What might we find at the end of the tunnel?
Someone recently said to me: “It’s like waking up from a nightmare and realising the nightmare is continuing. And you still feel the same anguish.” And someone else: “I have a strange feeling of it all being unreal, of living a movie, but without being able to read the credits. No matter how much they talk, I still don’t have words to understand what’s going on.” These are two very paradigmatic testimonies of the experience we are having on a global scale these days. Anxiety and a sense of unreality are the two effects we feel most in an experience that is radically new to us but at the same time has something weirdly familiar about it. This is what Freud described as the Unheimlich, having the strangest sensation about what we know best. And then we don’t have the words to say what is so real and yet we find completely unreal, as if taken from a dystopian novel, and a rather bad one at that. And we all have the image of this tunnel, and how we’re going get out of it and what we’ll find at the other end.
First thought. When you hear an expert epidemiologist say, “This epidemic is not the big one,” you begin to think that this may not be a tunnel, but the universe we will have to live in from now on. Better to know and not be mesmerised by the siren calls in the name of progress. On this it seems that everyone agrees – nothing will ever be the same again.

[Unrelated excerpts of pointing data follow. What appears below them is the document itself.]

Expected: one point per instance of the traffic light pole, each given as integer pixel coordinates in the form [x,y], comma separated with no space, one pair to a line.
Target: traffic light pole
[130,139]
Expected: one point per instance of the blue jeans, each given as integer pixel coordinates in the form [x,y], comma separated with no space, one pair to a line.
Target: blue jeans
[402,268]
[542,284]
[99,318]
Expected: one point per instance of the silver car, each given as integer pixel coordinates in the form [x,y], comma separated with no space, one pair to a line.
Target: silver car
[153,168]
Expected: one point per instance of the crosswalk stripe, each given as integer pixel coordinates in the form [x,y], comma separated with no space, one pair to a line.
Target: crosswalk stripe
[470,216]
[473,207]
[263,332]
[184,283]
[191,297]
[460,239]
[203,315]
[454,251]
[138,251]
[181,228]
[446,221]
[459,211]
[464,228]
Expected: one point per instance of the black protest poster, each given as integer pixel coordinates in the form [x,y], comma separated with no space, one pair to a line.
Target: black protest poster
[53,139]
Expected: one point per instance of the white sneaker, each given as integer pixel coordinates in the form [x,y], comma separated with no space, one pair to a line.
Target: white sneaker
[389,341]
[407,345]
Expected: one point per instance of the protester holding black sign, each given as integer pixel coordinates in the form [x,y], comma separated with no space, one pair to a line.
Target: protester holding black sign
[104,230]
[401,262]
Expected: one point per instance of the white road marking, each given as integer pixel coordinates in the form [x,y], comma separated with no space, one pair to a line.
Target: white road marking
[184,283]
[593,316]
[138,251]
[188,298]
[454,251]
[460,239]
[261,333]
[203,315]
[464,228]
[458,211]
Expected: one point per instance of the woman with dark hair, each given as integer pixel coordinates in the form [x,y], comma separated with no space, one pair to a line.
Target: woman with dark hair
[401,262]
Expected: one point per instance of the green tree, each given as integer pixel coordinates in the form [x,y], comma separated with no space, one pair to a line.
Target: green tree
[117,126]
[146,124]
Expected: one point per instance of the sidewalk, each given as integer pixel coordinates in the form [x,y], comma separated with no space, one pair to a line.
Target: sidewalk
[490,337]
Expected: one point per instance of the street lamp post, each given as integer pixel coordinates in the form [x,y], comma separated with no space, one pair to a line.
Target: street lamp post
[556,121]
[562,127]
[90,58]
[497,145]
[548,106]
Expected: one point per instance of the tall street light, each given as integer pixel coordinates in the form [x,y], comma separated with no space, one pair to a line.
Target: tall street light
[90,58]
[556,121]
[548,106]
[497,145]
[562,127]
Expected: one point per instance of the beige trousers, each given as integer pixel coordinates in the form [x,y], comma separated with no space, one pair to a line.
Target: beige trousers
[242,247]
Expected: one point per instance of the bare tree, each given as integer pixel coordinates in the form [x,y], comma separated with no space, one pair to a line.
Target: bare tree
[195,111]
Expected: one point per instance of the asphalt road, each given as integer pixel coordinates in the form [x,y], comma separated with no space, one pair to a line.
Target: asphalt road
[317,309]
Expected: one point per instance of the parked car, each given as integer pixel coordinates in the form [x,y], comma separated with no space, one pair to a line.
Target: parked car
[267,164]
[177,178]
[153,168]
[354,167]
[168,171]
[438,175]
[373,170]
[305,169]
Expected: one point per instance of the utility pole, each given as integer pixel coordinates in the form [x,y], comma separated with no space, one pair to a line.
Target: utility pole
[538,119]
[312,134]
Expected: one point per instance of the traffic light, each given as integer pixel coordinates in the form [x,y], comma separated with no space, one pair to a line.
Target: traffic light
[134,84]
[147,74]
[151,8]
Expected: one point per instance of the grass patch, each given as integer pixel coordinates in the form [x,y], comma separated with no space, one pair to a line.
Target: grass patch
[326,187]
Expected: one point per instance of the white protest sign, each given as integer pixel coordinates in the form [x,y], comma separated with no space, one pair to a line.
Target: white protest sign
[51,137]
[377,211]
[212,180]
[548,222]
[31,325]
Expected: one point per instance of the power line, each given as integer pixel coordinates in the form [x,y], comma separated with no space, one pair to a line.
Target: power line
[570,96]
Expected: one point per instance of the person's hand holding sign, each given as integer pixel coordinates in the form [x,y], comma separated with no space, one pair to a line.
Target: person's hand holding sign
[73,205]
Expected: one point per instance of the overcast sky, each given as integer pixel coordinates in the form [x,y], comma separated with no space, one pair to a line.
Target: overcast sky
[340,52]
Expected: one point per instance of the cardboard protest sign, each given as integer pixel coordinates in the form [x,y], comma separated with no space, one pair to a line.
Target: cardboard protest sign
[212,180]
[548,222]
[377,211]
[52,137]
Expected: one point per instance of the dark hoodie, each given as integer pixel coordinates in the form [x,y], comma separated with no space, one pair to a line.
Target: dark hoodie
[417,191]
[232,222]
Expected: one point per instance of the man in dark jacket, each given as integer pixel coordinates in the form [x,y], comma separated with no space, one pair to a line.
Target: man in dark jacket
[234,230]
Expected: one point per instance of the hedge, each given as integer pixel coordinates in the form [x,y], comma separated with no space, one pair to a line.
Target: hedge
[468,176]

Second thought. For the first time, the whole of Humanity – capitalised – recognises itself as a single subject in the face of a real fact, a danger that it does not know how to defend itself against if not on a global scale. In fact, it should already have known with the climate crisis. This real fact is not only coronavirus but also all the consequences of an epidemic brought about by a social and political crisis and the way we live. It is an unprecedented event that gives us the unique opportunity to change many things. This Humanity, as a single subject, realises it must now make a collective decision to escape, that there are no individual exits. And it even rightly wonders whether it is not the epidemic itself, facing a law of nature it can make no deal with. As a man from the countryside used to say, “whatever you take from nature, she claims back later in spades.”
Bad news and good news.
The bad. What might be waiting for us at the end of the tunnel is China: social control in the service of authoritarianism. Very efficient, yes, they are already selling us the masks we need like the air we breathe. And it will stay like that while we remain willingly subservient. In fact, before we entered the epidemic tunnel, we already had the experience.
The good. We can choose. If that is what we are to find at the end of the tunnel, it may be better to spend some time inventing something else before we leave. We can do it. And always with the freedom of the word. Without the word, the subject of desire can never exist or persist. With the word, always with the word, “the safest way to move the body,” as someone else once said.